New Delhi, Feb 21: Foreign direct investment (FDI) in the country grew by a meagre 0.27 per cent to USD 35.94 billion during the first 9 months of the current fiscal, according to the DIPP data. The FDI inflows were USD 35.84 billion during the April-December period of last fiscal, 2016-17. In rupee terms, however, the FDI recorded a negative growth — inflows dipped by 4 per cent to Rs 231,457 crore, as per the data the Department of Industrial Policy and Promotion.
The major sectors which attracted overseas inflows during the period include services (USD 4.62 billion), telecommunications (USD 6.13 billion), computer software and hardware (USD 5.15 billion) and construction activities (USD 2.5 billion). Bulk of the FDI came in from Singapore, Mauritius, the Netherlands and Japan.

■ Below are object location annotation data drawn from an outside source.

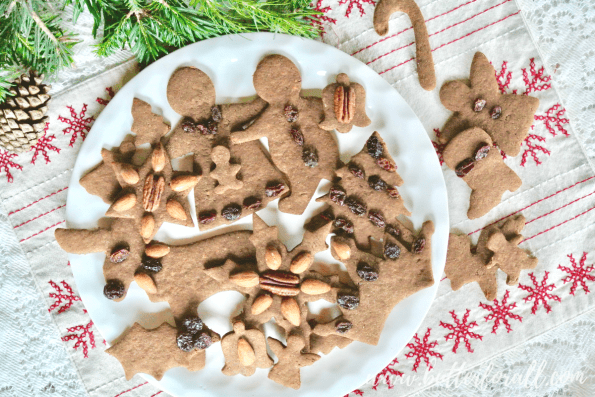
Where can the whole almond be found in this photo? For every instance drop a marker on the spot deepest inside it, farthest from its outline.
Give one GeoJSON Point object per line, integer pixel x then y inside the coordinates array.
{"type": "Point", "coordinates": [175, 209]}
{"type": "Point", "coordinates": [272, 258]}
{"type": "Point", "coordinates": [156, 250]}
{"type": "Point", "coordinates": [158, 158]}
{"type": "Point", "coordinates": [291, 311]}
{"type": "Point", "coordinates": [245, 279]}
{"type": "Point", "coordinates": [245, 353]}
{"type": "Point", "coordinates": [315, 287]}
{"type": "Point", "coordinates": [261, 303]}
{"type": "Point", "coordinates": [183, 182]}
{"type": "Point", "coordinates": [301, 263]}
{"type": "Point", "coordinates": [145, 282]}
{"type": "Point", "coordinates": [342, 250]}
{"type": "Point", "coordinates": [125, 202]}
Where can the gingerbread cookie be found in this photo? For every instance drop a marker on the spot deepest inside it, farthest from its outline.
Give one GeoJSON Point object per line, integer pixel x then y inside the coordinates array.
{"type": "Point", "coordinates": [303, 151]}
{"type": "Point", "coordinates": [423, 51]}
{"type": "Point", "coordinates": [205, 132]}
{"type": "Point", "coordinates": [344, 105]}
{"type": "Point", "coordinates": [472, 155]}
{"type": "Point", "coordinates": [505, 117]}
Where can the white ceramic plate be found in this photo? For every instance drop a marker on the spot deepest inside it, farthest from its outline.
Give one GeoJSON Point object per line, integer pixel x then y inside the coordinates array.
{"type": "Point", "coordinates": [230, 62]}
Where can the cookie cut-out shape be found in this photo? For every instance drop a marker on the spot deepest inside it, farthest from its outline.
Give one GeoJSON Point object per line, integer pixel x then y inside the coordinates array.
{"type": "Point", "coordinates": [423, 51]}
{"type": "Point", "coordinates": [240, 344]}
{"type": "Point", "coordinates": [345, 100]}
{"type": "Point", "coordinates": [286, 371]}
{"type": "Point", "coordinates": [505, 117]}
{"type": "Point", "coordinates": [224, 172]}
{"type": "Point", "coordinates": [489, 177]}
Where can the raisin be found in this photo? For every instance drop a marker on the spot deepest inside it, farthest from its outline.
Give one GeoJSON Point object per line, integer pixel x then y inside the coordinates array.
{"type": "Point", "coordinates": [203, 341]}
{"type": "Point", "coordinates": [348, 301]}
{"type": "Point", "coordinates": [113, 289]}
{"type": "Point", "coordinates": [392, 251]}
{"type": "Point", "coordinates": [231, 212]}
{"type": "Point", "coordinates": [355, 170]}
{"type": "Point", "coordinates": [377, 183]}
{"type": "Point", "coordinates": [297, 136]}
{"type": "Point", "coordinates": [374, 147]}
{"type": "Point", "coordinates": [216, 114]}
{"type": "Point", "coordinates": [273, 190]}
{"type": "Point", "coordinates": [355, 206]}
{"type": "Point", "coordinates": [291, 113]}
{"type": "Point", "coordinates": [376, 218]}
{"type": "Point", "coordinates": [464, 167]}
{"type": "Point", "coordinates": [251, 203]}
{"type": "Point", "coordinates": [151, 264]}
{"type": "Point", "coordinates": [419, 245]}
{"type": "Point", "coordinates": [366, 272]}
{"type": "Point", "coordinates": [343, 326]}
{"type": "Point", "coordinates": [337, 195]}
{"type": "Point", "coordinates": [482, 151]}
{"type": "Point", "coordinates": [206, 217]}
{"type": "Point", "coordinates": [496, 112]}
{"type": "Point", "coordinates": [185, 341]}
{"type": "Point", "coordinates": [479, 104]}
{"type": "Point", "coordinates": [192, 324]}
{"type": "Point", "coordinates": [310, 157]}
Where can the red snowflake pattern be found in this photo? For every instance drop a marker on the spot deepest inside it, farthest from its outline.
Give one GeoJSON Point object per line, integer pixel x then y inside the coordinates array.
{"type": "Point", "coordinates": [579, 273]}
{"type": "Point", "coordinates": [60, 297]}
{"type": "Point", "coordinates": [540, 293]}
{"type": "Point", "coordinates": [356, 3]}
{"type": "Point", "coordinates": [387, 375]}
{"type": "Point", "coordinates": [84, 337]}
{"type": "Point", "coordinates": [461, 331]}
{"type": "Point", "coordinates": [79, 125]}
{"type": "Point", "coordinates": [421, 349]}
{"type": "Point", "coordinates": [500, 312]}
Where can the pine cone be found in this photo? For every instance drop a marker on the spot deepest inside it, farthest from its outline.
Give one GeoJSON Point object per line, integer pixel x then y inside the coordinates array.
{"type": "Point", "coordinates": [22, 116]}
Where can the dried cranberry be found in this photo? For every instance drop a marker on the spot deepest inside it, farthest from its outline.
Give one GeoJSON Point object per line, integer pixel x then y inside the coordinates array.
{"type": "Point", "coordinates": [419, 245]}
{"type": "Point", "coordinates": [464, 167]}
{"type": "Point", "coordinates": [114, 289]}
{"type": "Point", "coordinates": [482, 151]}
{"type": "Point", "coordinates": [206, 217]}
{"type": "Point", "coordinates": [392, 250]}
{"type": "Point", "coordinates": [366, 272]}
{"type": "Point", "coordinates": [185, 341]}
{"type": "Point", "coordinates": [355, 206]}
{"type": "Point", "coordinates": [297, 136]}
{"type": "Point", "coordinates": [374, 147]}
{"type": "Point", "coordinates": [356, 171]}
{"type": "Point", "coordinates": [337, 195]}
{"type": "Point", "coordinates": [347, 301]}
{"type": "Point", "coordinates": [377, 183]}
{"type": "Point", "coordinates": [377, 219]}
{"type": "Point", "coordinates": [251, 203]}
{"type": "Point", "coordinates": [231, 212]}
{"type": "Point", "coordinates": [273, 190]}
{"type": "Point", "coordinates": [291, 113]}
{"type": "Point", "coordinates": [343, 326]}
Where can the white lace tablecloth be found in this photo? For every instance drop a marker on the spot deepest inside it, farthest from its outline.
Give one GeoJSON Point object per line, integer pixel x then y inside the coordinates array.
{"type": "Point", "coordinates": [42, 319]}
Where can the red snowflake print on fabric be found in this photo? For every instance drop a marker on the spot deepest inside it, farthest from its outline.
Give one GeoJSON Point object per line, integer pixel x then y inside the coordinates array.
{"type": "Point", "coordinates": [79, 124]}
{"type": "Point", "coordinates": [83, 335]}
{"type": "Point", "coordinates": [356, 3]}
{"type": "Point", "coordinates": [540, 293]}
{"type": "Point", "coordinates": [422, 349]}
{"type": "Point", "coordinates": [387, 376]}
{"type": "Point", "coordinates": [61, 298]}
{"type": "Point", "coordinates": [500, 312]}
{"type": "Point", "coordinates": [461, 331]}
{"type": "Point", "coordinates": [578, 274]}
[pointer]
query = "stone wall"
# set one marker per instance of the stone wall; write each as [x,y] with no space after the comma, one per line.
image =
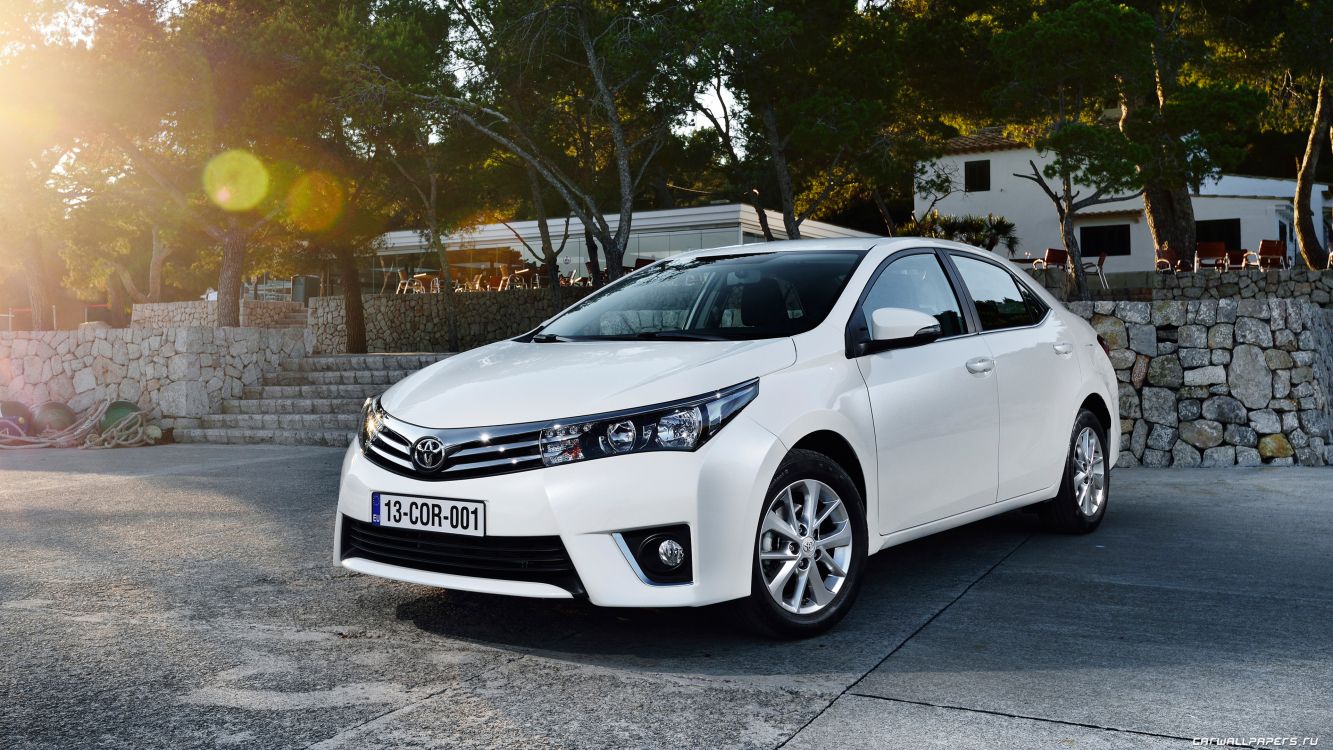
[419,323]
[255,313]
[1219,382]
[1291,284]
[175,375]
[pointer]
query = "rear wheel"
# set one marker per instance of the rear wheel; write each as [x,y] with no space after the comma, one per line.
[1085,486]
[809,548]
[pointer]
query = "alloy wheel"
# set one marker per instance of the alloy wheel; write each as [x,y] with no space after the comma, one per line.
[805,546]
[1089,473]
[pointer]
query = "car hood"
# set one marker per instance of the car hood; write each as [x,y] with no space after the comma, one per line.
[511,382]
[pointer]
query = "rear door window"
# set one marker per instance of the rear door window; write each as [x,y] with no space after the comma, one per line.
[995,292]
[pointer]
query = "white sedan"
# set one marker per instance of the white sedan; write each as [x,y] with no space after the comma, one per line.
[741,424]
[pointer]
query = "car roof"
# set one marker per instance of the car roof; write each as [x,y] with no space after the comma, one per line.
[859,244]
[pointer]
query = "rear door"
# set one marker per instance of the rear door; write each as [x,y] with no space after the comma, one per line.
[1037,373]
[935,406]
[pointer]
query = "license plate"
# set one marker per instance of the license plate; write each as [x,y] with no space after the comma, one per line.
[428,514]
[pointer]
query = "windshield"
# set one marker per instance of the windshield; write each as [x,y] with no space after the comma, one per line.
[765,295]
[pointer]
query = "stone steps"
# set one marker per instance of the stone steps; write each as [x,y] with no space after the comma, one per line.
[335,377]
[305,401]
[344,421]
[235,436]
[292,405]
[363,390]
[343,363]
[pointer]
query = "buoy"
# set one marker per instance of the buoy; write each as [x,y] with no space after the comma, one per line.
[9,426]
[115,412]
[17,412]
[51,416]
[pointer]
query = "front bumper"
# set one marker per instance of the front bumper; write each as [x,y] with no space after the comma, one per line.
[716,490]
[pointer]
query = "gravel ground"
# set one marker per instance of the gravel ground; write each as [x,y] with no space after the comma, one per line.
[183,597]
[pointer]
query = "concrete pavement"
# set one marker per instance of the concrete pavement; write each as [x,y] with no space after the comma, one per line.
[183,597]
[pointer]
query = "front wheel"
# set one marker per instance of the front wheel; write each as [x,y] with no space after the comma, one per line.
[809,548]
[1085,486]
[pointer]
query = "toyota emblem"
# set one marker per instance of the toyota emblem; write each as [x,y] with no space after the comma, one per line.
[428,454]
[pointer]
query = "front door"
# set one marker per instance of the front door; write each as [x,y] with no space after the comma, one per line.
[935,406]
[1037,371]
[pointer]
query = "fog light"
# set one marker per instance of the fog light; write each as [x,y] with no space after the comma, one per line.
[671,553]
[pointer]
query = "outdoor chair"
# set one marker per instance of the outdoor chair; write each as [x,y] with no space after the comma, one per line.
[1167,261]
[1055,257]
[1237,260]
[1099,269]
[1211,255]
[1272,253]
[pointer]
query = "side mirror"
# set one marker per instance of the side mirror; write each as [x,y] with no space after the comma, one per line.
[899,328]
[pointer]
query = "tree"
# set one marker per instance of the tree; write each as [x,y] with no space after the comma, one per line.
[1188,124]
[609,65]
[32,148]
[803,109]
[1065,65]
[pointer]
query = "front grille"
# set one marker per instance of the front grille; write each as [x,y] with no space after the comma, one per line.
[540,560]
[471,452]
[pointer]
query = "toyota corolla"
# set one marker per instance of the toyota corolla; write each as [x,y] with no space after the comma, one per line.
[743,424]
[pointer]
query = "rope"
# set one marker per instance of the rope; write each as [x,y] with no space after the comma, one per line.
[128,432]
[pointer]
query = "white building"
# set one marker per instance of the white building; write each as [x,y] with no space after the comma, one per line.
[653,235]
[1235,209]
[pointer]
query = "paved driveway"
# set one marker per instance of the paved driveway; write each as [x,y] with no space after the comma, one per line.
[181,597]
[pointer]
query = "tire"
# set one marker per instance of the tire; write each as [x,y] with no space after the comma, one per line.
[841,513]
[1077,509]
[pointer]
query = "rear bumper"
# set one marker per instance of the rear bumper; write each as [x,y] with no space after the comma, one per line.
[716,490]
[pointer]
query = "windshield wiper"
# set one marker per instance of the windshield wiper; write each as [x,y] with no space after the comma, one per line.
[677,336]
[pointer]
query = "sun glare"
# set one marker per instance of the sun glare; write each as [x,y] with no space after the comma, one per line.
[236,180]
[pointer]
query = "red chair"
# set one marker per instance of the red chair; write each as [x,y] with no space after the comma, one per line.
[1055,257]
[1211,255]
[1167,261]
[1097,269]
[1272,255]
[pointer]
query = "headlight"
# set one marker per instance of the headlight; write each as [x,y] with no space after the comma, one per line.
[681,425]
[371,420]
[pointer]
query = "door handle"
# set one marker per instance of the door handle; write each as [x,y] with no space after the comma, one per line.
[980,365]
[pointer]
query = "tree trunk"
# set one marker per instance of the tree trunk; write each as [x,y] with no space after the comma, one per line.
[353,311]
[1076,272]
[39,292]
[593,267]
[115,303]
[763,216]
[1307,237]
[777,153]
[883,207]
[229,277]
[1171,221]
[1071,239]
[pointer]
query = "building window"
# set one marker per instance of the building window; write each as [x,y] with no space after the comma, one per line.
[976,176]
[1112,239]
[1220,231]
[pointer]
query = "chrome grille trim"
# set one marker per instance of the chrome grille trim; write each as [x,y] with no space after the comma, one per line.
[472,452]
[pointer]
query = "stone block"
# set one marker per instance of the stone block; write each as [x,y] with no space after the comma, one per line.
[1249,377]
[1225,409]
[1275,446]
[1201,433]
[1207,376]
[1223,456]
[1184,456]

In the nine months period of the current financial year, India received a maximum of USD 13.34 investments from Mauritius. It was followed by Singapore (9.21 billion) and Netherlands (USD 2.38 billion). Foreign investments are considered crucial for India, which needs around USD 1 trillion for overhauling its infrastructure sector such as ports, airports and highways to boost growth.
A strong inflow of foreign investments will help improve the country’s balance of payments situation and strengthen the rupee value against other global currencies, especially the US dollar. The DIPP is under the commerce and industry ministry which deals with FDI related issues.